The French Suicide

The French Suicide (Le Suicide français) is a 2014 French nonfiction book by Éric Zemmour.[1][2][3][4] It looks over changes in French politics from 1970 to 2014, and argues that France is being destroyed through those changes.

The French Suicide
AuthorÉric Zemmour
CountryFrance
LanguageFrench
GenreNon-fiction, politics
Publisher2014
ISBN978-2-226-25475-7

Overview

The book begins with the death of Charles de Gaulle (9 November 1970) and ends up with the adoption by the French Parliament of the Treaty of Lisbon, similar to one rejected by the French people in a referendum in 2005 (13 December 2007). The period is divided in three parts : the destruction of the old society and its values from 1970 to 1983, the installation of new influential and nonelected powers such as Canal + or public organisations from 1984 to 1992 and the contradictions of a system organized in the European Union and the globalization since 1992 and the ratification of the treaty of Maastricht.

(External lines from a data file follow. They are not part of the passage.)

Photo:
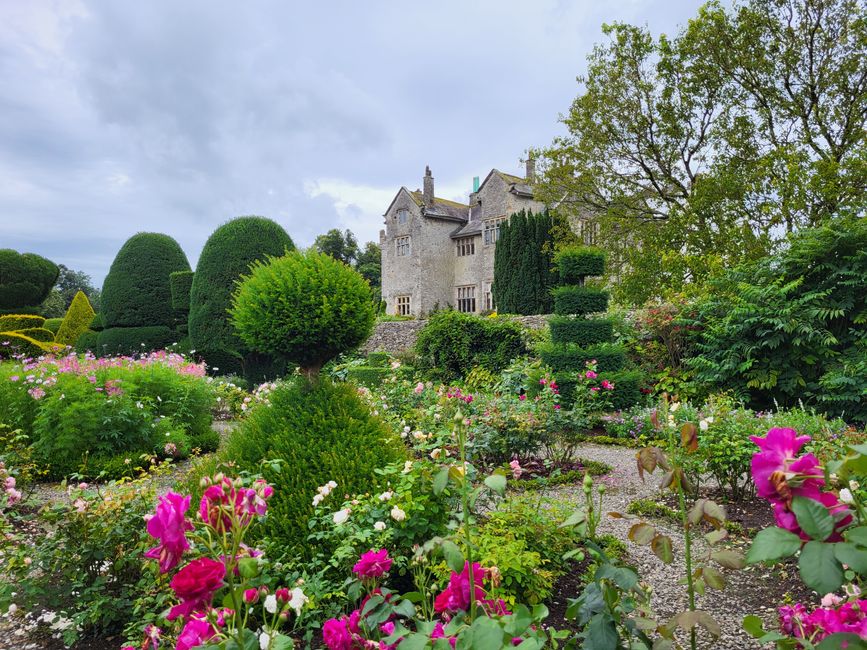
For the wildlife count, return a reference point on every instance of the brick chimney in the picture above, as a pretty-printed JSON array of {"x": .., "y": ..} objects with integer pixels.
[{"x": 428, "y": 188}]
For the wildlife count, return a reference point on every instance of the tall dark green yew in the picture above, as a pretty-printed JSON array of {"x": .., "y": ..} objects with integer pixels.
[
  {"x": 523, "y": 261},
  {"x": 228, "y": 254},
  {"x": 577, "y": 338},
  {"x": 136, "y": 303}
]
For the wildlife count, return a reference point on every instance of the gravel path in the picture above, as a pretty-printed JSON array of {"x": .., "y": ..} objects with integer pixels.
[{"x": 747, "y": 592}]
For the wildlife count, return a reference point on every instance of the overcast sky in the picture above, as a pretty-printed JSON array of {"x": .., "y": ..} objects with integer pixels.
[{"x": 176, "y": 115}]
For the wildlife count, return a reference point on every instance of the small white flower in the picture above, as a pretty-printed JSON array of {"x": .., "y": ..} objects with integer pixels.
[
  {"x": 341, "y": 516},
  {"x": 298, "y": 600}
]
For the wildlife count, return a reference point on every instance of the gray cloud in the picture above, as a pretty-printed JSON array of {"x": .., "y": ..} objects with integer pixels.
[{"x": 176, "y": 116}]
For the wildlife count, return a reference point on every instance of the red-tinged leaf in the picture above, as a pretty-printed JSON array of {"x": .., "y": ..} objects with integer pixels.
[
  {"x": 661, "y": 547},
  {"x": 642, "y": 533}
]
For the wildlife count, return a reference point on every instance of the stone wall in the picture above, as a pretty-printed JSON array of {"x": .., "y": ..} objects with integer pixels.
[{"x": 397, "y": 336}]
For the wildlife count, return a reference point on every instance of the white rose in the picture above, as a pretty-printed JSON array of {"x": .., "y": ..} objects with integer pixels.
[
  {"x": 341, "y": 516},
  {"x": 298, "y": 600}
]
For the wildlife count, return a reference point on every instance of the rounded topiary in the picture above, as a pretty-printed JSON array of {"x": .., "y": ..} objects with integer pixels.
[
  {"x": 137, "y": 291},
  {"x": 323, "y": 432},
  {"x": 304, "y": 307},
  {"x": 227, "y": 255},
  {"x": 25, "y": 279}
]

Éric Zemmour develops a "3D theory" : derision, deconstruction, destruction. According to him, it led to a French decline, the reign of a politically correct speech preventing any criticism of this evolution, and the divorce between the people and its elites : "our political, economical, administrative, media, intellectual and artistic elites spit on France's grave and trample on its smoking corpse" because they agree with it and even encourage neoliberal reforms and more European federalism destroying the French nation-state. It has created a self-hate that make the French uncomfortable in the modern world (for example, President Chirac refused to celebrate Napoleon's victory at Austerlitz in 2005, but sent a delegation when Great Britain celebrated his defeat at Trafalgar, despite the Napoleonic era generally being regarded as a glorious period for France).

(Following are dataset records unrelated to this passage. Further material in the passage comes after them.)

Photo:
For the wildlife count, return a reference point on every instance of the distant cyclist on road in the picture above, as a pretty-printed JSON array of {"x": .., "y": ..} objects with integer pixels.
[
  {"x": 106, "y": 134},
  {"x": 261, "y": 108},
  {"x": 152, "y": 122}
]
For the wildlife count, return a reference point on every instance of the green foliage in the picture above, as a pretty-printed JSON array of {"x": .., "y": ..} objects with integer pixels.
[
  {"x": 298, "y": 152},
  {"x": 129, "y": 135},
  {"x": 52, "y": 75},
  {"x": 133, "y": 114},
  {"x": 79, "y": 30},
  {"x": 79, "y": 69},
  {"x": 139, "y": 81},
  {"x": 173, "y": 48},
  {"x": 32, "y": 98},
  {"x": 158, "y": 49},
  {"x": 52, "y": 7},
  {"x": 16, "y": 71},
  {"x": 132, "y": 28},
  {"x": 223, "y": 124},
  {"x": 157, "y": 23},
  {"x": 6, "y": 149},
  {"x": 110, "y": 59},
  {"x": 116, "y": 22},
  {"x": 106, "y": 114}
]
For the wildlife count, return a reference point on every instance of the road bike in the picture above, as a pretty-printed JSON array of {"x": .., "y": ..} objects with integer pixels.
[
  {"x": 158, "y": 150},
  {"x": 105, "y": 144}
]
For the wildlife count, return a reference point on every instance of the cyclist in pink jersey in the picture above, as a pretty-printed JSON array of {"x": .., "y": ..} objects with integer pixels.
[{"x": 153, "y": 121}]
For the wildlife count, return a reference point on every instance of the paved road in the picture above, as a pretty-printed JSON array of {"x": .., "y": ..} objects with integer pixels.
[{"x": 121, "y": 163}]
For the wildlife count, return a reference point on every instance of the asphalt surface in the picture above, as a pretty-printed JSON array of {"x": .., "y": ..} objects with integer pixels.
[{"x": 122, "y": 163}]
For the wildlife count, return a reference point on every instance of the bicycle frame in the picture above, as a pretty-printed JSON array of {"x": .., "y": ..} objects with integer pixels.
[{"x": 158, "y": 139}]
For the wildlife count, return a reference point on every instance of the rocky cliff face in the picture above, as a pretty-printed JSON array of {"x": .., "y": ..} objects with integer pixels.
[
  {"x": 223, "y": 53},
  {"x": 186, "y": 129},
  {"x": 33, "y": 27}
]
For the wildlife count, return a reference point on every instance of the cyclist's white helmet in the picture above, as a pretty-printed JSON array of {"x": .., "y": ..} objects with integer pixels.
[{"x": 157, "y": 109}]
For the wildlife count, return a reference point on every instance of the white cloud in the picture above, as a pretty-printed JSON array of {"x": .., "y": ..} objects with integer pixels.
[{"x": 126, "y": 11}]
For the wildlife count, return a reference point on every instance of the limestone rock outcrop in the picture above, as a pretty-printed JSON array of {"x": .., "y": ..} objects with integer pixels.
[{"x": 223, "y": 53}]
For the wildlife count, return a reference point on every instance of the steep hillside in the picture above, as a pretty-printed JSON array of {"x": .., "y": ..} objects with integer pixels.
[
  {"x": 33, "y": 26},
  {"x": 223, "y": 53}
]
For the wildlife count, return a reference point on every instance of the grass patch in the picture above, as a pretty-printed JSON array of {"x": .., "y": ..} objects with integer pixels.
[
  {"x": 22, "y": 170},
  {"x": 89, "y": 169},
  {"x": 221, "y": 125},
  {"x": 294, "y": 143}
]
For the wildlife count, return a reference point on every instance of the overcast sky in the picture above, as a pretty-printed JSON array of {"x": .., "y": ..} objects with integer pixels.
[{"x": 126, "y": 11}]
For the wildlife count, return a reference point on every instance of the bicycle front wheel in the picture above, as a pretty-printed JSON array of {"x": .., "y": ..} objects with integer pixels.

About the history of France, Zemmour said in an interview on BFM TV that "nobody knows it anymore, and nobody defends it anymore, and nobody wants to continue it anymore".[5] He also argues that since the fall of Napoleon, "France is no longer a predator but a prey".

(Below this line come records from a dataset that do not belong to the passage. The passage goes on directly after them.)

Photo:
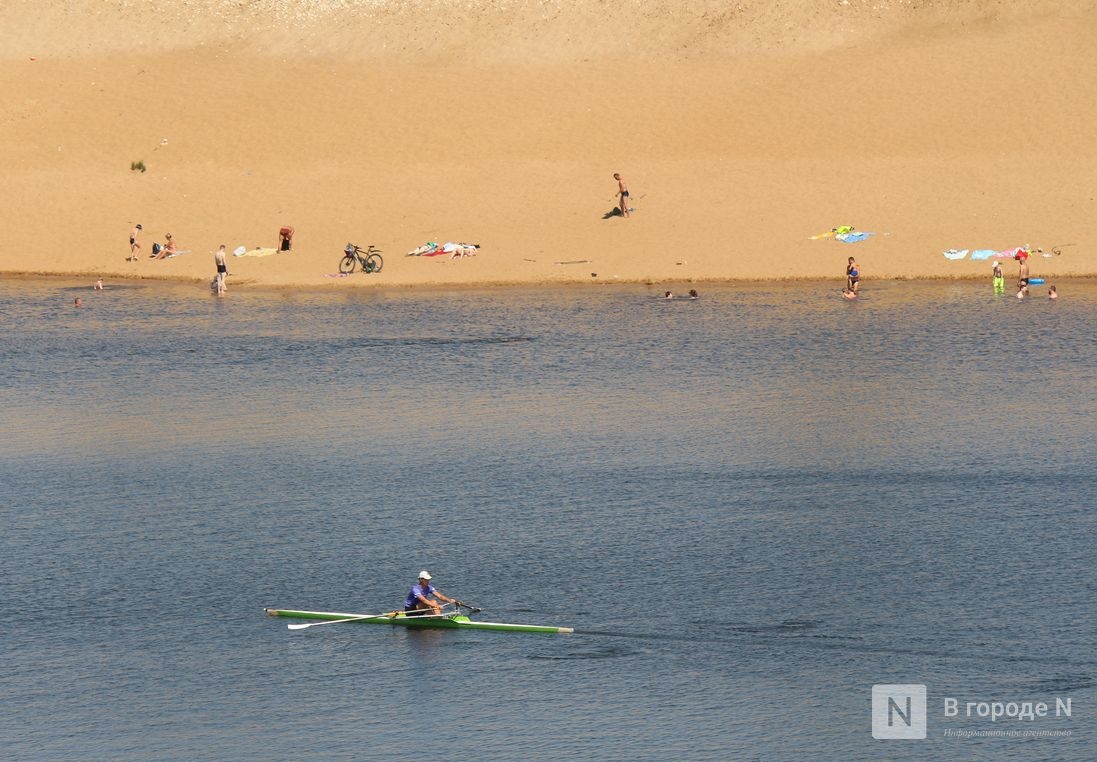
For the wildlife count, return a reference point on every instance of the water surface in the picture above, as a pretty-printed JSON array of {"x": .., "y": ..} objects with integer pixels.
[{"x": 753, "y": 507}]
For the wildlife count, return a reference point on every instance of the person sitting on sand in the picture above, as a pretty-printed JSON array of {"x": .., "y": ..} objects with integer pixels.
[
  {"x": 168, "y": 249},
  {"x": 134, "y": 243}
]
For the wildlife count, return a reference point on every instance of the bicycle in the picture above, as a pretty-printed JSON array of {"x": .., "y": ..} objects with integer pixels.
[{"x": 370, "y": 259}]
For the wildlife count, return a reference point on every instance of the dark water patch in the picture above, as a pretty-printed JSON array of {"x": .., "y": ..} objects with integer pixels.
[{"x": 587, "y": 654}]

French historian and lawyer Jean-Louis Thériot wrote in an editorial published in Le Figaro : "His analysis of the recuperation of the liberal-libertarian ideology by the almighty market is well-defended. The encounter of the businessman and the "Enjoy without hindrance" slogan has made the happiness of the seller. The purveyor of clothes, toys or consumer technology always prefers the pampered child-king of a decomposed/recomposed family rather than a traditional family in which the younger brother reuses the pull of the elder brother and the last one uses the school bag of the one entering in high school".

Success

The book sold more than 5000 copies per day during the first two weeks of its release, reaching 32,000 copies sold at the end of the first week and 43,000 at the end of the second. It has been printed twice with 80,000 copies printed each time. It beat Valérie Trierweiler's Thank you for this moment in number of copies sold per day. Asked about the success by Ruth Elkrief on BFM TV, Zemmour answered, "I think that the French people, for many years, deep down, are frightened by the path that their country is taking and are wondering, 'Why are we dying, why are we taking our own hand?' These are some expressions we're hearing."[5]

Some leftist newspapers, such as Le Monde, Libération or Le Nouvel Observateur, attacked his sovereignist and conservative ideas.

During the promotion, Gaullist politician Nicolas Dupont-Aignan revealed that he offered Zemmour a chance to be a candidate of his party (Arise the Republic) for the 2014 European elections, but Zemmour refused so he could keep his freedom of speech.

In December 2014, Éric Zemmour was accused of plagiarism.[6]